First, substitute x = -5 and y = 8 into the first equation, 7x + 2y = -19:

7(-5) + 2(8) = -19 -35 + 16 = -19 -19 = -19

The first equation holds true. Now, substitute x = -5 and y = 8 into the second equation, -x + 2y = 21:

-(-5) + 2(8) = 21 5 + 16 = 21 21 = 21

The second equation also holds true. Since the solution x = -5 and y = 8 satisfies both equations in the system, we can confidently conclude that it is the correct solution. Verification is a critical step in problem-solving, particularly in mathematics. It provides a check against potential errors and builds confidence in the final answer.

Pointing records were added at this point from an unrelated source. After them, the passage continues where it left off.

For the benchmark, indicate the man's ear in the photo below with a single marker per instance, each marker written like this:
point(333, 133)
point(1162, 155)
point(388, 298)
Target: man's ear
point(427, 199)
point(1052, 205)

Conclusion: Mastering the Art of Solving Systems of Equations

In this comprehensive guide, we have explored the fascinating world of solving systems of equations, specifically focusing on the system 7x + 2y = -19 and -x + 2y = 21. We delved into three powerful methods: the substitution method, the elimination method, and the graphical method. Each method offered a unique approach to finding the solution, highlighting the versatility of mathematical tools. We also emphasized the importance of verifying the solution to ensure accuracy and build confidence in our results.

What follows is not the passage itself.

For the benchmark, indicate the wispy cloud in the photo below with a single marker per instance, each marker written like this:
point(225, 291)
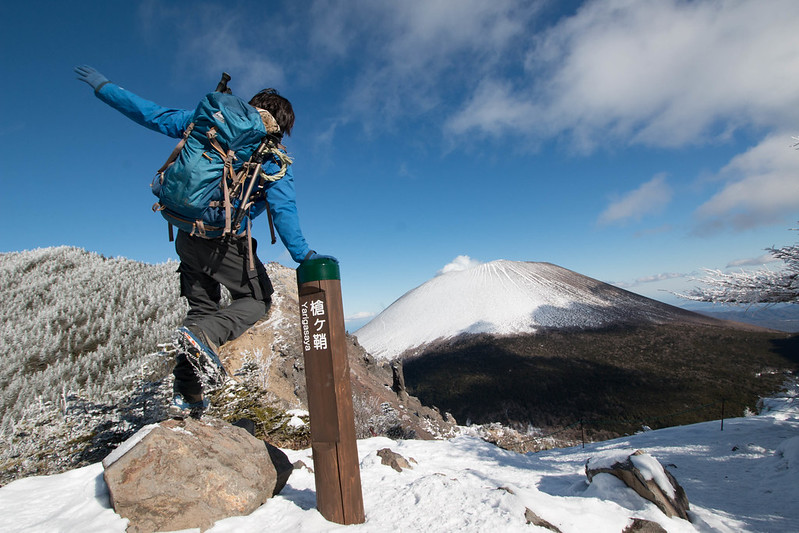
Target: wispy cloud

The substitution method provided a strategic way to isolate one variable and substitute its expression into another equation, reducing the system to a single variable equation. This method is particularly useful when one of the equations can be easily manipulated to isolate a variable. The elimination method, also known as the addition method, involved carefully manipulating the equations to eliminate one of the variables, making it ideal when the coefficients of one variable are opposites or can be easily made opposites. Finally, the graphical method offered a visual representation of the solution, allowing us to see the intersection of the lines and understand the relationship between the equations. This method is invaluable for conceptual understanding and visualization.

By mastering these methods, you gain a powerful toolkit for solving a wide range of mathematical problems. Systems of equations are not just abstract concepts; they have practical applications in various fields, including science, engineering, economics, and computer science. From modeling real-world phenomena to solving complex problems, the ability to solve systems of equations is a valuable skill. Remember, practice is key to proficiency. The more you work with these methods, the more comfortable and confident you will become in your problem-solving abilities.